Trump recently denied ever saying “lock her up” despite numerous videos of him saying precisely that during the 2016 election.

Trump often presents his calls for revenge as something he does on behalf of all his supporters. “I know a lot of Republicans who want retribution,” Trump told NBC News on Thursday at Mar-a-Lago, “they want to do that, let’s see what happens.”

The former president assured a crowd at the 2023 Conservative Political Action Conference that “for those who have been deceived and betrayed, I am their retribution.” In January, he told Fox News that he “won’t have time for retribution” if elected, comments that came just hours after he sent out a fundraising email again telling supporters “I “I AM HIS RETURN.”

But as the full weight of his legal troubles have come to light this year — and especially since his verdict — this revenge-fueled language has come to the fore.

“Even Hannity recognized that it was dangerous territory and tried to calm him down,” said Cobb, who, while in the White House, helped coordinate the internal response to Mueller’s Russia investigation. “Trump wanted nothing to do with it,” he added.

[Estos son los factores que pueden determinar la condena de Trump en julio]

Cobb said he believes the nation’s institutions would resist if Trump tried to seek politically motivated revenge, but it was nonetheless a dangerous situation.

“I think checks and balances are appropriate to resist these instincts because he has to get people to do them,” he added.

For Trump’s political base, the renewed interest in getting revenge on his political opponents has support. “I agree with him,” said Adam Radogna, a Trump supporter in Cleveland. “Obviously nothing, you know, against the law. But he’s just saying, ‘Hey, we’re going to go after you because you’re going to go after me,’” he added.

Parker Shonts, a Trump supporter in Fowlerville, Michigan, said it’s about “responsibility.” “I would say revenge is a campaign buzzword, but accountability would seem more appropriate,” he added.

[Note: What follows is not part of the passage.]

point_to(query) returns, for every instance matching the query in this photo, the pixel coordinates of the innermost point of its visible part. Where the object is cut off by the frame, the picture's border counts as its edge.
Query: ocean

Calls for revenge from Trump supporters intensified again Thursday when a federal judge ordered former Trump adviser Steve Bannon to report to prison on July 1 to begin a four-month sentence for defying the committee’s Jan. 6 subpoenas. . The news angered Trump supporters and led Bannon to issue direct threats.

“Don’t pray for me. Pray for my enemies,” Bannon said Thursday.

In response to the arrest warrant against Bannon, Trump posted on Truth Social that members of the House committee that investigated the January 6 assault on the Capitol should be brought to justice.